It was a crime in Switzerland during the Second World War for Swiss citizens help German Jews who were fleeing the Nazis—indeed, "the law at the time required a prosecution" of any Swiss citizen who helped a Jewish refugee escape from Germany:
In 1942, Jakob Spirig was arrested by Swiss police. The 23-year-old was charged with helping Jewish refugees, including four older women from Berlin, cross the border into Switzerland, where they would be safe from persecution by the Nazis.... But in the eyes of the Swiss government, helping the refugees was illegal and an offense against the state. Spirig, and many others like him, was sentenced by a military court to years in prison and he served the sentence to the last day.
In January of 2004 the Swiss government pardoned Jakob Spirig and all other Swiss citizens who had been prosecuted for helping Jews escape Nazi Germany:
Starting on Jan. 1, a new law went into effect that pardons people who were persecuted for helping refugees escape Nazi Germany. [The pardons were] important for repairing Switzerland's image, said Paul Rechsteiner, the Social Democratic member of parliament who sponsored the bill.
Yesterday the British House of Lords refused to even consider issuing a pardon to Alan Turing—one of the father's of the computer age and the man who cracked the Nazi's secret codes and helped win WW2—because "the law at the time required a prosecution." Turing's crime? He was a homosexual.
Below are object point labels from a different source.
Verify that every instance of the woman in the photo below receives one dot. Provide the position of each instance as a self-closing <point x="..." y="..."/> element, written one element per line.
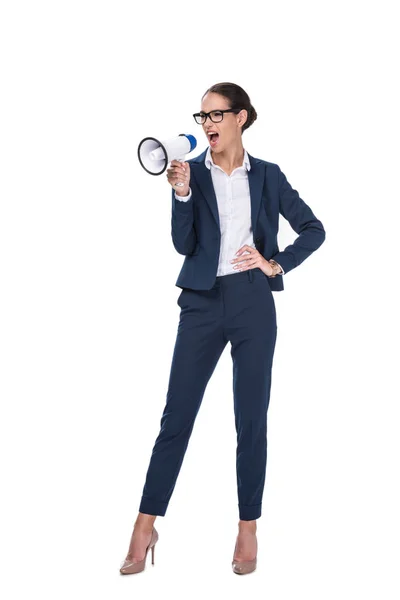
<point x="225" y="222"/>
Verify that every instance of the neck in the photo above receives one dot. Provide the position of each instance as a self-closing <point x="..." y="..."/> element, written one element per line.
<point x="229" y="159"/>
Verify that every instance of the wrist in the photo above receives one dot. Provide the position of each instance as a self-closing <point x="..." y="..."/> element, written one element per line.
<point x="276" y="269"/>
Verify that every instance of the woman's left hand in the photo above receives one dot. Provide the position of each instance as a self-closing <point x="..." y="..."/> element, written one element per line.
<point x="252" y="260"/>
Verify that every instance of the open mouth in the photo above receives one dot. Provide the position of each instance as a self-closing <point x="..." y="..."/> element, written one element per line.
<point x="214" y="138"/>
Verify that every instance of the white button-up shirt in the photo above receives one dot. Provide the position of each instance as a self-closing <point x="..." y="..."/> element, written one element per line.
<point x="234" y="209"/>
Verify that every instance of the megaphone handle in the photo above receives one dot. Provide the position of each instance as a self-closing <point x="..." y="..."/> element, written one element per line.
<point x="181" y="159"/>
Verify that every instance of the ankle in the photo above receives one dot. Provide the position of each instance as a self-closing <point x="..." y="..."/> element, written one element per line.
<point x="247" y="526"/>
<point x="145" y="523"/>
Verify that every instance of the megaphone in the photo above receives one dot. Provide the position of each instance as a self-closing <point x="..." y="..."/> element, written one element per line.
<point x="154" y="155"/>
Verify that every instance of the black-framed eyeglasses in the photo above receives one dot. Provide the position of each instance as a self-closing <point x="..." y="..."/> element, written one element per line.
<point x="215" y="115"/>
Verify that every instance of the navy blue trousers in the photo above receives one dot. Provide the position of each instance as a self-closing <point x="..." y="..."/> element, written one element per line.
<point x="239" y="308"/>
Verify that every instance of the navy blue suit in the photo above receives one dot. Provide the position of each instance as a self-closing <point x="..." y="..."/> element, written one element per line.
<point x="238" y="308"/>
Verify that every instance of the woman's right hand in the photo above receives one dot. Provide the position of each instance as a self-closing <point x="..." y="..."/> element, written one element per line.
<point x="179" y="172"/>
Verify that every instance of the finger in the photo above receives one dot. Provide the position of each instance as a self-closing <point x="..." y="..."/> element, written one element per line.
<point x="249" y="265"/>
<point x="243" y="248"/>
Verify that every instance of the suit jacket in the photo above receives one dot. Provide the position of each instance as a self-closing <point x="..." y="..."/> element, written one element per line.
<point x="195" y="227"/>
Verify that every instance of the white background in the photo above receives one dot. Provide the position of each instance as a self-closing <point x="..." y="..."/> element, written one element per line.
<point x="89" y="313"/>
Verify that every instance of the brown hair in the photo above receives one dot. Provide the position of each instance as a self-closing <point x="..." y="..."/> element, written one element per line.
<point x="237" y="98"/>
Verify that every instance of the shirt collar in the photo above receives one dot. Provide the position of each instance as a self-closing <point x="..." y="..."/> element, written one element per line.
<point x="209" y="161"/>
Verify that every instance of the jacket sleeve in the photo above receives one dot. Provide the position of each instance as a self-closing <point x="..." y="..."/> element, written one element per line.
<point x="303" y="221"/>
<point x="182" y="224"/>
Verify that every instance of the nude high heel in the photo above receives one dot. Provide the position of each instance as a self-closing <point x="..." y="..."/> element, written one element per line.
<point x="243" y="567"/>
<point x="129" y="567"/>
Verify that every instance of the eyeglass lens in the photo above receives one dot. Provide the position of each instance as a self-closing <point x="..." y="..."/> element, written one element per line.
<point x="215" y="117"/>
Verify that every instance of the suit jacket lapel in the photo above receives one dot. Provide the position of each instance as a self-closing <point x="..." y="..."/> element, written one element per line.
<point x="256" y="177"/>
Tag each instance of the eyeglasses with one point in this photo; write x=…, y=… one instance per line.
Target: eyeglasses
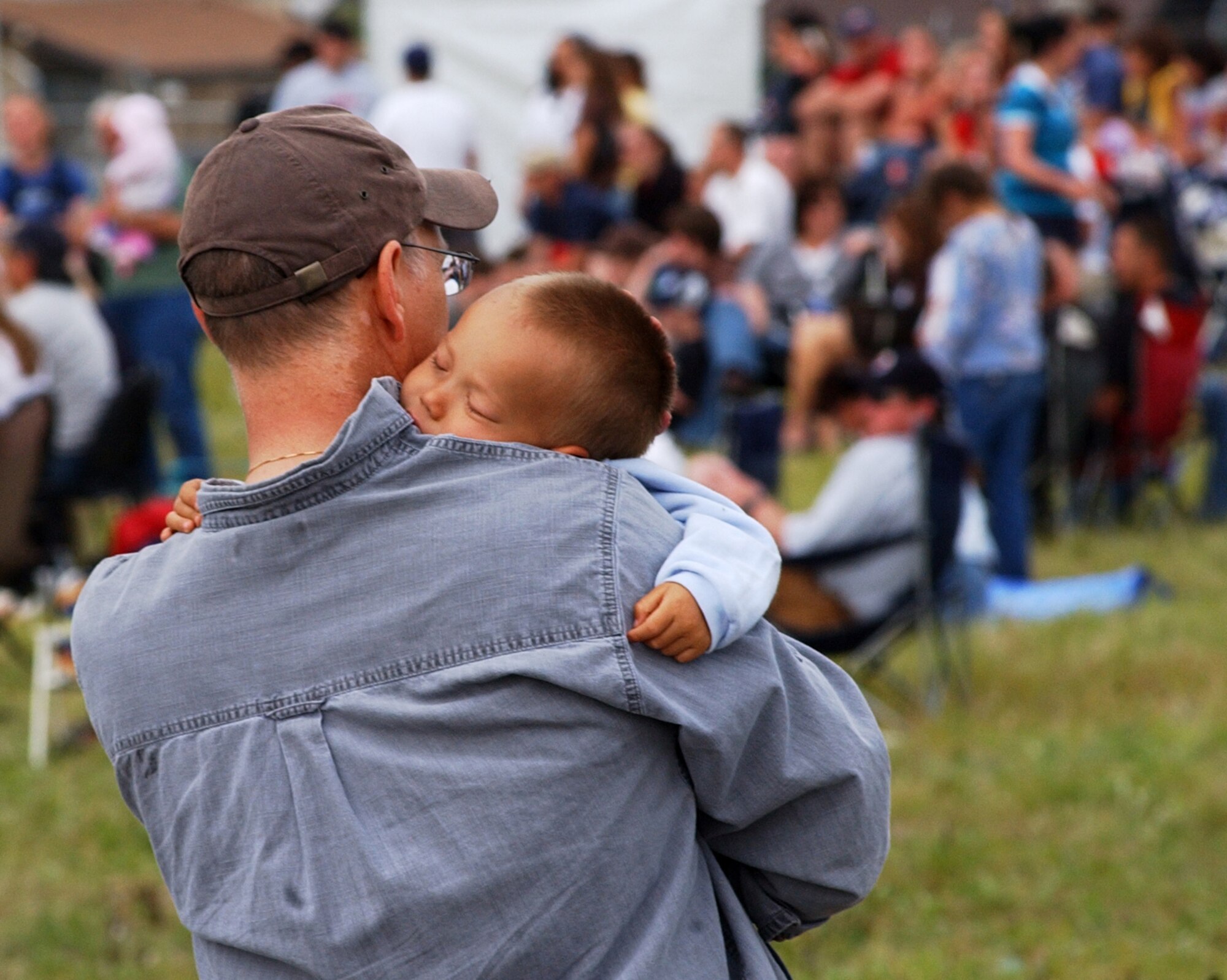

Turing was arrested after to admitting to homosexual acts with another consenting adult, he was convicted of that "crime," and then he given a choice between prison and chemical castration. Turing chose castration. Shortly thereafter the man who helped win WW2 committed suicide by eating a cyanide-laced apple.
The law "at the time" required that Turing be prosecuted. The law in Switzerland "at the time" Jakob Spirig saved the lives of those "four older women" from Berlin also required that he be prosecuted.
Question for the House of Lords: Did the Swiss government err when it pardoned Jakob Spirig? Or did you err by not pardoning Alan Turing?